SQL Server – Availability Groups Using Multiple Subnets

availability-groupssql server

I have a question about using multiple subnets in a AlwaysOn Availability group. We have a AlwaysOn setup (SQL 2012) already in production that has a listener that is configured for 2 subnets. 1 of these is local and the other is used for DR. Obviously, we want to avoid anything being routed through the DR subnet on everyday use. We had an issue where when we first did this that we experienced timeouts. The ways to overcome this is well-documented and we have implemented fixes and looking at some of the alternate ways.

Primarily, we are using “MultiSubnetFailover=True” in our connection strings, but we are looking at modifying the RegisterAllProviderIP cluster resource setting to 0 due to some limitations on the MultiSubnetFailover parameter to handle this and then just working around the slower cutover time as a result. The only other subnet we are using is DR so I think this is manageable.

My question though is if AlwaysOn changed the way connections are made in any of the newer versions of SQL (or .NET Framework) that prevents the need to do some of this. We are currently planning to upgrade the coming year to SQL 2016 and at the same time move to AlwaysOn AG. Is “MultiSubnetFailover=True” or changing the RegisterAllProviderIP still required in SQL 2016 or is any of this handled automatically\different?

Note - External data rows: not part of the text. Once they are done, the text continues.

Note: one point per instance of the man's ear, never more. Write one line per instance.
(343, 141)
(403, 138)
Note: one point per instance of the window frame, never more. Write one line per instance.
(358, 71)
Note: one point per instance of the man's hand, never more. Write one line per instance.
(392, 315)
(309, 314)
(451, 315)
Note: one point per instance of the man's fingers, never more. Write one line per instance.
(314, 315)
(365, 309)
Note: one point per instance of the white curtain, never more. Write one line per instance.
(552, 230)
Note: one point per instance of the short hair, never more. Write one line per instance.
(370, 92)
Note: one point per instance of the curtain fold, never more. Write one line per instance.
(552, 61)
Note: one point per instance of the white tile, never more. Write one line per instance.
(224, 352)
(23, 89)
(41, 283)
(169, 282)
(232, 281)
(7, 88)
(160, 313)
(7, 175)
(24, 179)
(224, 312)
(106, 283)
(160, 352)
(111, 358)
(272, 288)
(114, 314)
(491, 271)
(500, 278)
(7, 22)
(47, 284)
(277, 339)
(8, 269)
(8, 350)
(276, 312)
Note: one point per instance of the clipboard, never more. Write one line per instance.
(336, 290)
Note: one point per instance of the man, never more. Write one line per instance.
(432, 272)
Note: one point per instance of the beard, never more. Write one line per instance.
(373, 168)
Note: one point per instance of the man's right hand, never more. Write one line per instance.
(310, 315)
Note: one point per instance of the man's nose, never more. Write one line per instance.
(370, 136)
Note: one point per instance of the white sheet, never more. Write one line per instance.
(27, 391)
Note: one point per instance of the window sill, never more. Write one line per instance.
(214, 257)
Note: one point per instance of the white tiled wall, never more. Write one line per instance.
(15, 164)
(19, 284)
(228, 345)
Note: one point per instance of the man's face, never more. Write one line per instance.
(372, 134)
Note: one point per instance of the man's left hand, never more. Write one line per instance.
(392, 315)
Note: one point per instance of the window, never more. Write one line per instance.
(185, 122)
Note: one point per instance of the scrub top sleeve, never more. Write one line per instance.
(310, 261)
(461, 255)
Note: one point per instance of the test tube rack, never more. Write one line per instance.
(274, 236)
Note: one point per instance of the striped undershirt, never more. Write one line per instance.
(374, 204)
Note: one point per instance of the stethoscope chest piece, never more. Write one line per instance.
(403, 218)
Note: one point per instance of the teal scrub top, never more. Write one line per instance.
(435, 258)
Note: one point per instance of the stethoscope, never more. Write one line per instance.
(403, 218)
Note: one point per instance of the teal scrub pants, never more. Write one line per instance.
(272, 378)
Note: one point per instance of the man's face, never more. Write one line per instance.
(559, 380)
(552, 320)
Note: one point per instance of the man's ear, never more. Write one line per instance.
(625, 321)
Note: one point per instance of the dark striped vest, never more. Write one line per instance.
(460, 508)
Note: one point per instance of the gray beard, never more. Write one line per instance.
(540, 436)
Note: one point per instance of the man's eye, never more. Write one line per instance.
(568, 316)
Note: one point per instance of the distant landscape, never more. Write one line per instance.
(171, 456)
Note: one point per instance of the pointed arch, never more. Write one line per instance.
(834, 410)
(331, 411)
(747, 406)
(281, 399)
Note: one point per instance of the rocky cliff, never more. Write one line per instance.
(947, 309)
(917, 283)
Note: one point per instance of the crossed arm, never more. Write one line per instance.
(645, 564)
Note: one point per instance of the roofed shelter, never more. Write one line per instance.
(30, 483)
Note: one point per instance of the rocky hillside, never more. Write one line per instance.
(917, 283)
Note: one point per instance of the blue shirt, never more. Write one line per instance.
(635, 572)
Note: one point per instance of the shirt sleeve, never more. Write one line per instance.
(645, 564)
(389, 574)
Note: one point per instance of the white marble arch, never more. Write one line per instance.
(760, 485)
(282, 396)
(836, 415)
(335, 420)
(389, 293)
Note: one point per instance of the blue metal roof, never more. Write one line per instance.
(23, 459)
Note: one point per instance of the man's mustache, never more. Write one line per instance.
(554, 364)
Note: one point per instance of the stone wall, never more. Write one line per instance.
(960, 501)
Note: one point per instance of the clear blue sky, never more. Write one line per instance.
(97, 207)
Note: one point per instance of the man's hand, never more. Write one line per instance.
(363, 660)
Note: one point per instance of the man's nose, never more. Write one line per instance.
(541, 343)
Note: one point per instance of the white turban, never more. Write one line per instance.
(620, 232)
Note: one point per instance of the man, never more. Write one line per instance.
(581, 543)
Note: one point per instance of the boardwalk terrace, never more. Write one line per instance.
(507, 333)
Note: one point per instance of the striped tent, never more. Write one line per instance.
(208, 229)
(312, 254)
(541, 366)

Most of the information regarding this is specific to SQL 2012 and I cannot seem to find information that definitively says if this applies for all versions. I did find some articles that mentioned this “MultiSubnetFailover=True” is handled automatically, but not sure if that was just application specific or product specific. Thanks.

Best Answer

... but we are looking at modifying the RegisterAllProviderIP cluster resource setting to 0 due to some limitations on the MultiSubnetFailover parameter ...

Could you let me know what those limitations are? AFAIK there aren't any... MultiSubnetFailover is the defacto way to deal with your issue. Period. Hence why I would be interested to know what the limitations of the parameter are.

My question though is if AlwaysOn changed the way connections are made in any of the newer versions of SQL (or .NET Framework) that prevents the need to do some of this.

No, there are no changes in SQL Server. There is a change in .NET 4.6.1 that will use multisubnetfailover logic if the initial connection doesn't happen in the first 500 miliseconds if multisubnetfailover was not added to the connection string.

Is “MultiSubnetFailover=True” or changing the RegisterAllProviderIP still required in SQL 2016 or is any of this handled automatically\different?

You should ALWAYS use multisubnetfailover=true unless the client driver does not support it... in which case, upgrade the client driver and/or application... or deal with the application timing out.